At the heart of the cabin is a new more connected infotainment system, controlled via an eight-inch touchcsreen with nicely arranged physical controls for menu shortcuts. As well as Android Auto and Apple CarPlay, higher-spec versions of the system feature sat nav with live traffic and Google Assistant functionality. This lets you send navigation instructions to the car even when you’re not nearby and ask it to report on things like fuel levels and tyre pressures, if that’s what floats your boat. From next year it you’ll be able to specify a mobile wifi hotspot as well.
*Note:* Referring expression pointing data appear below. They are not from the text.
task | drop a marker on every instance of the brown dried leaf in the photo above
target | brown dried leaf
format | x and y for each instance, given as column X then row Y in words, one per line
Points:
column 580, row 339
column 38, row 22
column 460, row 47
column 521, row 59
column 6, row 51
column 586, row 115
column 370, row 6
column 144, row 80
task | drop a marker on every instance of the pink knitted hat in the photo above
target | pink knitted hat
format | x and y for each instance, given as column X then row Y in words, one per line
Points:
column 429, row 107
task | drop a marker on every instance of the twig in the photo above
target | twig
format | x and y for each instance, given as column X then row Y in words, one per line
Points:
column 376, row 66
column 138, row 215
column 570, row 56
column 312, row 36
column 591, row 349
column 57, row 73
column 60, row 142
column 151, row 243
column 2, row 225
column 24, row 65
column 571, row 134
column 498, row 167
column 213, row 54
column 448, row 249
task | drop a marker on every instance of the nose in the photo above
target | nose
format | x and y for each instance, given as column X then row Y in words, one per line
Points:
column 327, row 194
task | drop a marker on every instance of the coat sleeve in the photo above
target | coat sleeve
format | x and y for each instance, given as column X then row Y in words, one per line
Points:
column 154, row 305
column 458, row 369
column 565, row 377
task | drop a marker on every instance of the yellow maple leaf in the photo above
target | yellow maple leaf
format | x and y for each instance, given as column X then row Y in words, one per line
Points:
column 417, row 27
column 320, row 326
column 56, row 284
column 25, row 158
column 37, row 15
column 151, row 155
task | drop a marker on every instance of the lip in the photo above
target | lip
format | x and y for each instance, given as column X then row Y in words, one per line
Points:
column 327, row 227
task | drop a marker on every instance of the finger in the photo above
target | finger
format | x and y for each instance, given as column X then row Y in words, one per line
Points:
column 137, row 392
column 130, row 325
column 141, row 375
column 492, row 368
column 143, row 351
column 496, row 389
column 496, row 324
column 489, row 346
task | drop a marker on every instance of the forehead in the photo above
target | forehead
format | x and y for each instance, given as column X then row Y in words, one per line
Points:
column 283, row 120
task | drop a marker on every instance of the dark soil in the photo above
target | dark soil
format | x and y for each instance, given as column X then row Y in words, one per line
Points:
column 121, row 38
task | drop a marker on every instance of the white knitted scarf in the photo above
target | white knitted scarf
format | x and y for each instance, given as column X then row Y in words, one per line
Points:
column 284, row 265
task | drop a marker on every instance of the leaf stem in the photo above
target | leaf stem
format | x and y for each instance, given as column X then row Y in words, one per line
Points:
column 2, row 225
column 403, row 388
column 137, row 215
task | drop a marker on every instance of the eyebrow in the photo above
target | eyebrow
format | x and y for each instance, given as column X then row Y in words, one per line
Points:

The big screen is standard on all but the entry-level £17,395 Visia trim. With 16-inch steel wheels and no touchscreen don’t expect to see many of those, even if cruise control, autonomous emergency braking and lane intervention are standard. Accenta adds the touchscreen, reversing camera, internet connectivity and 17-inch alloys, while parking sensors, automatic air con, 360-degree camera, keyless technology, navigation and heated seats are available on higher-spec models.
Tekna and Tekna+ models also get Propilot or driver assist with adaptive cruise and active lane keeping and the Bose Personal Plus headrest-mounted speakers for a more immersive listening experience. The £23,895 Tekna+ also offers personalisation packages with two-tone paint finishes and a choice of interior materials and colour combinations.
According to Nissan, when the Juke launched it had no competitors but today it has 24. That’s a tough market but the new model is competitive everywhere it counts, from price to comfort, connectivity and safety technology. It also retains the unique styling and characteristics that set the mould for this rapidly growing segment.